Differentiating between primary and secondary MN is very important. In this study, the sensitivity of THSD7A/PLA2R for detecting primary MN was 61.8%, and therefore the remaining 38.2% of the patients likely had idiopathic MN of unknown aetiology. In these patients, the levels of enhanced granular expression of THSD7A/PLA2R may be below the detection limit of immunohistochemistry, they might have other related autoantibodies, or their disease may be due to undetected secondary causes. The sensitivity of IgG4 staining for detecting primary MN was 63.6%, indicating that immunohistochemistry for THSD7A/PLA2R is similar to immunohistochemistry for IgG4 in terms of detecting primary MN. However, it is worth noting that the glomeruli of some patients were IgG4-positive but PLA2R/THSD7A-negative, whereas in other cases, they were IgG4-negative but THSD7A- or PLA2R-positive. There are several possible explanations for these phenomena. First, although it has been reported that the level of anti-PLA2R antibodies correlates with the level of IgG4, patients with high levels of anti-PLA2R antibodies and low levels of IgG4 have been described [7, 13], and our subject with enhanced granular expression of THSD7A or PLA2R but without enhanced expression of IgG4 could belong to this pool. Second, an IgG subclass switch in the course of the disease progression has been suggested for idiopathic MN [22]. Huang et al. reported that IgG1 was the dominant subclass in the early stage of idiopathic MN, whereas IgG4 dominated in the late stage. Therefore, patients with enhanced granular expression of THSD7A or PLA2R and without enhanced granular expression of IgG4 might be diagnosed at the early stage. Third, other related autoantibodies may be present in patients with enhanced granular expression of IgG4 but without enhanced granular expression of THSD7A/PLA2R.

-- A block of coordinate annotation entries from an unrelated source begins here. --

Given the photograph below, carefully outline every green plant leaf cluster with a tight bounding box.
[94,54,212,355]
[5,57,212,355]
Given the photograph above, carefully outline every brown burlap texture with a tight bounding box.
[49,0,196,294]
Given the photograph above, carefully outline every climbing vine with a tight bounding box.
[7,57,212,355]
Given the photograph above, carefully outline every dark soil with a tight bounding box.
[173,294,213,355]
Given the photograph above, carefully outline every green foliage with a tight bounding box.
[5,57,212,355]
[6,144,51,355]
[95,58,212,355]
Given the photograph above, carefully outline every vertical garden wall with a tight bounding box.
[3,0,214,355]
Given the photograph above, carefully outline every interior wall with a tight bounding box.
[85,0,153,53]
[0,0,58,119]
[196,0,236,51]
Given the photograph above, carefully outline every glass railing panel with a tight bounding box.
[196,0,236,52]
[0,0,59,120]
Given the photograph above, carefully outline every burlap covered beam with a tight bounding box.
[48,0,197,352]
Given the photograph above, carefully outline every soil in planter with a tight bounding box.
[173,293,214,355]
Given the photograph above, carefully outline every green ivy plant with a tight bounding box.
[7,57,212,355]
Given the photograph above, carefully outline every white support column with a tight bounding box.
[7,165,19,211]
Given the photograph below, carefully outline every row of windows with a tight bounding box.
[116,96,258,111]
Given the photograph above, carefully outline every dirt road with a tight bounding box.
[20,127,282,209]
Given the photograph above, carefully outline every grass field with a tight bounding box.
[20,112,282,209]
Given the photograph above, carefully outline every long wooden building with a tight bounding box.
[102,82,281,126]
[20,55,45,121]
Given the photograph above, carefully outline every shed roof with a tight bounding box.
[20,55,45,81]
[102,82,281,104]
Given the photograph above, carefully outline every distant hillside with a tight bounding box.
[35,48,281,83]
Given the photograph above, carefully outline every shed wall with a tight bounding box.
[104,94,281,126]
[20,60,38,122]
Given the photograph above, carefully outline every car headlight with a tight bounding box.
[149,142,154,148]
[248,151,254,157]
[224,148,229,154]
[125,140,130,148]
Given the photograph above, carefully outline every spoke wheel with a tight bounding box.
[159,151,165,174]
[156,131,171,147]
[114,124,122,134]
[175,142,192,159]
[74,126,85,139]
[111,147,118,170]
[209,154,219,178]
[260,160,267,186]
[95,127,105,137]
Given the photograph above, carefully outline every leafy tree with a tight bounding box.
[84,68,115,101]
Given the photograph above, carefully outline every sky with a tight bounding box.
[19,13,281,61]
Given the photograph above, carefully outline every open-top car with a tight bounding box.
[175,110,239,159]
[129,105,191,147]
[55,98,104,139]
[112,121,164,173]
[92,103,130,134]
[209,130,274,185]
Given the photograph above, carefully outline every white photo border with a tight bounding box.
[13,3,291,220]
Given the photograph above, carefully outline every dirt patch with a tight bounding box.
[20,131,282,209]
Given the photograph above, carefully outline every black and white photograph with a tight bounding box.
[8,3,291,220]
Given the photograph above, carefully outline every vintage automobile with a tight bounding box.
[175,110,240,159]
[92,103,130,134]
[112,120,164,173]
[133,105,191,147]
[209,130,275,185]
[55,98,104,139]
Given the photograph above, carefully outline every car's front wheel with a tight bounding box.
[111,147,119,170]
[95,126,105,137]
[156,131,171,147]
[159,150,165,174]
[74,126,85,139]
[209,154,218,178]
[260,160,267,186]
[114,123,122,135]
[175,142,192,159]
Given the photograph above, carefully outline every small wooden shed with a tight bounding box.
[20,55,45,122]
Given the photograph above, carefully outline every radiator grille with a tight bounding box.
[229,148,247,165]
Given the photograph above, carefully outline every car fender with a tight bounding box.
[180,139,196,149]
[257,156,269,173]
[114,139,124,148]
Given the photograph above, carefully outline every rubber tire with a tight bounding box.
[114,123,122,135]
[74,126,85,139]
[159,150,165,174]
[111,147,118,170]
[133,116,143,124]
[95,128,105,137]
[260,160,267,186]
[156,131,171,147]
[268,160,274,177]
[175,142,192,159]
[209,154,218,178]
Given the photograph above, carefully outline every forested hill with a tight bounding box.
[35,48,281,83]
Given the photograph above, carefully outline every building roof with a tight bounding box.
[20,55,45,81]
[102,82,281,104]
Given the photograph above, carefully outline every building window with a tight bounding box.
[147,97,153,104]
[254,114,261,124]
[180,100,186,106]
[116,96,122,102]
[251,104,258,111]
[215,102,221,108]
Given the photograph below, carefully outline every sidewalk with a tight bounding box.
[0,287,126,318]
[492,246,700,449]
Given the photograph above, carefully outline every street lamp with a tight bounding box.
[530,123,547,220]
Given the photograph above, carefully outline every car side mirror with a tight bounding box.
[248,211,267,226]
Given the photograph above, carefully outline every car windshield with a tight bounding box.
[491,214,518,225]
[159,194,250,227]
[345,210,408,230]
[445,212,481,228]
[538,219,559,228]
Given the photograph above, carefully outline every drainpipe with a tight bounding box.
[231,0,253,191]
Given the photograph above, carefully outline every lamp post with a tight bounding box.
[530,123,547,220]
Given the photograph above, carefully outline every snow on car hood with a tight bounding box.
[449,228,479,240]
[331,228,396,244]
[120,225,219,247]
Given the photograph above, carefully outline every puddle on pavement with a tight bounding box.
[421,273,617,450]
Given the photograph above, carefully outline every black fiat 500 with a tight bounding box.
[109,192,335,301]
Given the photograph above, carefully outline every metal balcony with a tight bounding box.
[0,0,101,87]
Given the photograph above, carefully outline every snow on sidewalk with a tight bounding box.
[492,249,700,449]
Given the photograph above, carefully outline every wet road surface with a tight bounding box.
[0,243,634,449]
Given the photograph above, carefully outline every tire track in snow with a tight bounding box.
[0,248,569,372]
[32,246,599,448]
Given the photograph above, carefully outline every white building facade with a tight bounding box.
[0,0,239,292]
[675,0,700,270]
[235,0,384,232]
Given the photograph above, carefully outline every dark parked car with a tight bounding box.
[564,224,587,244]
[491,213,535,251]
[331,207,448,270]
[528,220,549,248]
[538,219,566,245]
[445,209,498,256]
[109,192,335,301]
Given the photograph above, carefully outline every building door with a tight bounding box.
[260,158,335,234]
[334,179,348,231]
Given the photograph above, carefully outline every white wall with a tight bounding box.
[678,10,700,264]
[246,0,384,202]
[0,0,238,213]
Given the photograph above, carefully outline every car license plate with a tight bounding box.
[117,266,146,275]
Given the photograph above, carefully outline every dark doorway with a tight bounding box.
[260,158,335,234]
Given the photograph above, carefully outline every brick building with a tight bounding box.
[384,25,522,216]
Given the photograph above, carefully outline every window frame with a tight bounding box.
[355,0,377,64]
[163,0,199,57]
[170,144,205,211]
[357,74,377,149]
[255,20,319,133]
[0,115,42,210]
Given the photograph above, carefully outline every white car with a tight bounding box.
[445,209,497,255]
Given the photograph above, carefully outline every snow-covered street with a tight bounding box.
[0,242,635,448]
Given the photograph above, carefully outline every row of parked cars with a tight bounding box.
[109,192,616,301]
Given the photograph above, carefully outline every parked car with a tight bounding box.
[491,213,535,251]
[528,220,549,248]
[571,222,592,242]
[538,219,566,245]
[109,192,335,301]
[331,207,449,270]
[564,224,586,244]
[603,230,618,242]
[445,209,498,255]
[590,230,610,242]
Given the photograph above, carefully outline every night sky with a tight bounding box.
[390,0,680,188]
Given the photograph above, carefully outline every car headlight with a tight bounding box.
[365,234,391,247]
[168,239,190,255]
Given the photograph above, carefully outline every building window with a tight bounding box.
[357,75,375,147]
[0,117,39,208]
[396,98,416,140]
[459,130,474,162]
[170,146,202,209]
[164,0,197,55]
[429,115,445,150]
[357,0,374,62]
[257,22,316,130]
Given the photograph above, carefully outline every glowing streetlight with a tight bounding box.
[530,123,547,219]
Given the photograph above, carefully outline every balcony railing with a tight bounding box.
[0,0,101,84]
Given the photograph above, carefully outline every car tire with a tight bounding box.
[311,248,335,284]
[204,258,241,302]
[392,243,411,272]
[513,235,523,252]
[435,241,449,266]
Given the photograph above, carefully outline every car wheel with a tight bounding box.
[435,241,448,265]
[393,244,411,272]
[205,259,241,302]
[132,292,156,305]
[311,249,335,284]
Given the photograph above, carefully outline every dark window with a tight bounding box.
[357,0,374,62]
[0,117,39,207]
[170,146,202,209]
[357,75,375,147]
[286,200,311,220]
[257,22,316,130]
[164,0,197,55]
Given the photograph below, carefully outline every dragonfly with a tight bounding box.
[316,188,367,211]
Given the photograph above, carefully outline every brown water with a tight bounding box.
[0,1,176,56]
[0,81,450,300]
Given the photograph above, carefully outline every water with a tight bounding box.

This study has several limitations. First, this single-centre study included only one geographical region, and its sample size was relatively small compared to the previous study. Second, THSD7A and PLA2R-related MN were examined by immunohistochemistry only. Therefore, patients with only anti-THSD7A or anti-PLA2R antibodies in the serum might have remained unidentified. Future studies using immunohistochemistry for THSD7A and PLA2R detection in other regions of Japan are needed. Moreover, it is essential to conduct further validation studies examining the rate of concordance in detecting PLA2R/THSD7A-related MN between the findings obtained by immunohistochemistry of renal tissues and by serological tests such as Western blotting, ELISA, and IIF. Third, we did not perform methods such as isotype-matching and pre-absorption of primary antibody with the human THSD7A antigen. This may influence our results. Fourth, our assignment of secondary MN by existence of diseases associated with secondary MN was not perfect because 2 patients with an enhanced expression of PLA2R and IgG4 were included in the secondary MN group. However, the prevalence of PLA2R- and THSD7A-related MN did not greatly differ even if these 2 patients were included in the idiopathic MN group.

Conclusions

We determined that the prevalence of enhanced granular expression of THSD7A in the glomeruli of Japanese patients with idiopathic MN is 9.1%, which is higher than the corresponding value in the previous study conducted in Europe and USA. In addition, the prevalence of enhanced granular expression of PLA2R in the glomeruli of these patients was in agreement with the data from the previous Japanese study. The combined prevalence of patients with enhanced granular expression of THSD7A or PLA2R (61.8%) was lower than the estimated combined prevalence of MN patients with the serum positive for anti-PLA2R or anti-THSD7A antibodies in other countries.